Thursday, April 24, 2003

This is what happens when you take a notebook with you to lunch...

"The View From Airplanes"
(1st draft, free write)

From the air
I remember the city of brotherly love
mostly for the fact that
I don't remember it at all.

Like movies filmed in Vancouver
non-descript
vague
images of buildings not tall enough
to be New York
I do remember how close they seemed
when we hit the air pocket
dropped a couple of hundred feet
and wondered what the news coverage would be
for a commuter plane crash killing
six of the United States Army's newest
recruits at the tail end of Desert Storm.

A ragtag lot
when asked why we'd joined
not one of us answered
"To serve our country."
instead, offering
"college money"
"three kids"
"lost my job"
"my father"
"the judge"
or, in my case,
"I was broke."

Twenty dollars to my name
twenty-one years under my belt
I'd spent a few thousand and a few months
looking for myself in the bottoms of
too many glasses, the hearts
of too many strippers.

In high school
a few wine coolers and cigarettes
were as bad as I got.

In Miami,
Long Island Iced Teas and weed.

In the Army,
Mad Dog, a pack a day and sex.

Lost my virginity at 16
to my girlfriend, in her bed
while her mother worked.

Lost it again at 20
to a 33-year old case of mistaken identity
in her bed, while her 5-year old slept.

I played with him over breakfast
before leaving the next morning
never exchanging names,
she still thinking I was someone else,
me wondering how the hell I'd ended up in Staten Island.

From the air
you can see the grid of Manhattan
look straight up 34th Street
past the Empire State Building
and into the East River.

At night
it is a galaxy
hiding a black hole
that will always suck you back in.

In Kentucky
the night is black.

Standing in the doorway of a C-130
awaiting the signal to "GO!"
numb fingers grip cold metal in fear
my eyes groping the night sky for a sign.
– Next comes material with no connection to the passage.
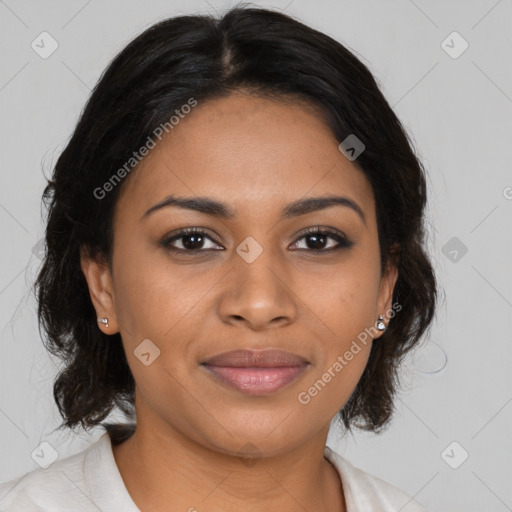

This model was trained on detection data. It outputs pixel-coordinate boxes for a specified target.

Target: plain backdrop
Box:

I jump a split second before
the boot lands on my backside
count to four mississippi
and relish the tug of my chute inflating.

The trust we place in things
far exceeds that we place in others.

We are both drunk
when she pulls out the video camera.

Close friends for the three hours
since me met, realizing
we shared the exact same birthday,
she was getting out the next day
after five years of service.

She outranked me
and I have no idea what ended up
on the videotape.

What would have been my 13th jump
was canceled because of weather.

Hungover from the night before
my first blackout
my contacts dried out
clothes still on
no memory of the stripper
the private dance
the vomit
only the lingering stench of
southern comfort
and rock bottom.

I've left more places by bus than plane.

The view is better
and it's less of a jump to the ground.